Written by Sabine Tessono

On June 23, 2016, the United Kingdom held a referendum to decide whether or not to leave the European Union. Ultimately, a majority of 51.89% of citizens voted in favor of leaving compared to the 48.11% who wished to remain in the Union. The release of the results left social media in frenzy, with Facebook posts, shared articles, and the hashtag “Brexit” trending on Twitter. While this event undeniably reverberated throughout Europe and the rest of the world, the aftermath of the decision is still murky. Although the media fanfare has died down in the last few months, processing the economic effect on the UK and the EU will shape an understanding of its future influence.

According to CNN, on the day after the ruling, the British pound fell to $1.33, the lowest in 30 years, and the euro dropped to $1.10. This descent was not only felt in Europe, as U.S. stocks plummeted after the results, the DOW losing over 611 points, and the Nasdaq going down 10% from its most recent high2. Such change left both investors and those who wanted the U.K. to remain an E.U. member fearful that Brexit would hurt, and possibly, destroy the United Kingdom’s economy. Yet in the year after the infamous Brexit ruling, there hasn’t been a drastic financial shift across Europe.

So what happened? Why didn’t the European economy come to a complete halt? To answer those questions, one must look to to the timeframe for the UK’s decision and the actions taken to move the EU secession forward. Article 50 of the Treaty on the European Union states that “a Member State which decides to withdraw shall notify the European Union of its intention…the Union shall negotiate and conclude an agreement with that State, setting out arrangements for its withdrawal.” Though notifying the Union and drafting withdrawal plans takes approximately 48 hours, the overall process on both sides is a longer, more strenuous process, especially when covering delicate issues such as trade relations and immigration. All of these negotiations, along with approving the terms of agreements, will take up to two years, all while the UK is still a contributing member to the EU.

These factors don’t mean that the United Kingdom and the Union will be left unscathed from this decision. By leaving the EU, the UK, logically, will not have as much trade access to Europe as before. This would lead to barriers with British exports, European tariffs on trade, and potential financial industries and banks moving jobs to other capitals and financial centers in the Union.

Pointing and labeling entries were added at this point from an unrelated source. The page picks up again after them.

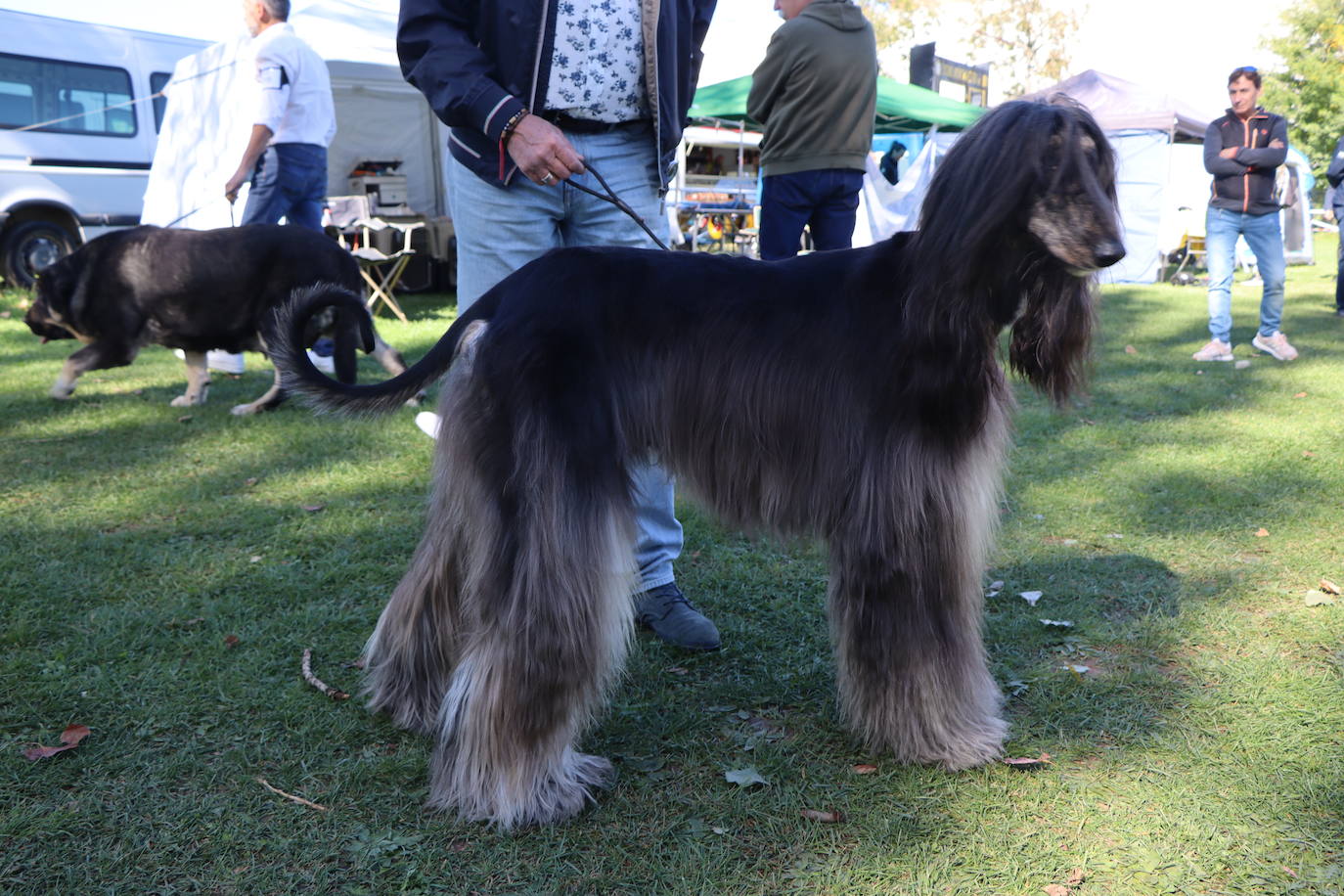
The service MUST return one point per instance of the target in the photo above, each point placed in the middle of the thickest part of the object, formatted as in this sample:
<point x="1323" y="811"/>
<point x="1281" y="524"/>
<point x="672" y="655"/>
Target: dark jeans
<point x="291" y="183"/>
<point x="824" y="199"/>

In the future, reductions of exports and commercial investments in the United Kingdom could trigger pound depreciation and  higher import prices, resulting in straining the UK and Europe’s future trade deals, and for that matter, their relationship.

For now, it is too early to tell whether or not these predictions will ring true. For both Britain and the remaining 27 member states, Brexit’s true impact will not reach its peak until after the two year period. Until then, Europe, along with the global economic market, will have to wait for the outcome.

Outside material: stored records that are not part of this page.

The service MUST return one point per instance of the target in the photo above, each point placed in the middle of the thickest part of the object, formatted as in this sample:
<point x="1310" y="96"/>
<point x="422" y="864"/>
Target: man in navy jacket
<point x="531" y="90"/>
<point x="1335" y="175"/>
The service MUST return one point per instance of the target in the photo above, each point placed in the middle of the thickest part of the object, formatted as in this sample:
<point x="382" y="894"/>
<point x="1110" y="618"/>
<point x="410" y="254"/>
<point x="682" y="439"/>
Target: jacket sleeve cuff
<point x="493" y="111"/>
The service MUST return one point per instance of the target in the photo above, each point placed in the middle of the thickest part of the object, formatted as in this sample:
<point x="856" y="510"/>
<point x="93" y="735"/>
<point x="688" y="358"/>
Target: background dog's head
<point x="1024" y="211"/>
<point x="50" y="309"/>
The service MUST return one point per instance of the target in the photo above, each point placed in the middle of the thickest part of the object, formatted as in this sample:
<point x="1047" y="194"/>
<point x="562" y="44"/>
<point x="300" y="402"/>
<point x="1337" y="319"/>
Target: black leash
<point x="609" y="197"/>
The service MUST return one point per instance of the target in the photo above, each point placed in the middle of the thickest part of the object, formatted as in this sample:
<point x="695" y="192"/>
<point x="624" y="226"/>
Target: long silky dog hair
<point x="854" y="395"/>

European Union. “Title VI Final Provisions: Article 50,” 26 October 2012. Consolidated Version of the Treaty on European Union. Official Journal of the European Union.

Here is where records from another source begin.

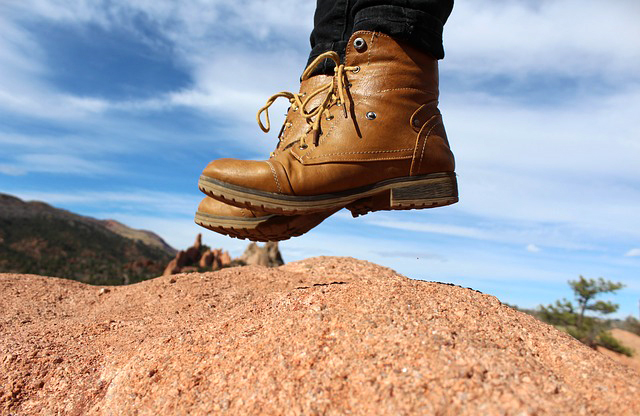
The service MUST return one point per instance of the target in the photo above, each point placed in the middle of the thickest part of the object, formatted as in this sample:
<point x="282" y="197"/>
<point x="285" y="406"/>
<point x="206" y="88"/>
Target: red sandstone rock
<point x="266" y="255"/>
<point x="206" y="260"/>
<point x="225" y="259"/>
<point x="172" y="268"/>
<point x="320" y="336"/>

Ebell, Monique, and Warren, James. “The Long Term Economic Impact of Leaving the EU.” National Institute of Economic Review 236, no. 1 (May 2016): 133. doi: 10.1177/002795011623600115.

Forgione. Sam. “Sterling Hits 31 Year Low on Brexit Vote Aftermath, Euro Slides.” Reuters.

Gillespie, Patrick, Kottasova, Ivana, and Mullen, Jetrho. “Dow Plunges Over 600 Points as U.K. ‘earthquake’ crushes global markets.” CNN Money. .

Goodman, Peter S. “Beginning Brexit and Bracing For Impact.” The New York Times.

Lee, Jasmine C. “What are the Next Steps for Brexit Now That Article 50 Has Been Invoked?.”

“Results of the United Kingdom European Union Membership Referendum, 2016.” Wikipedia.,_2016.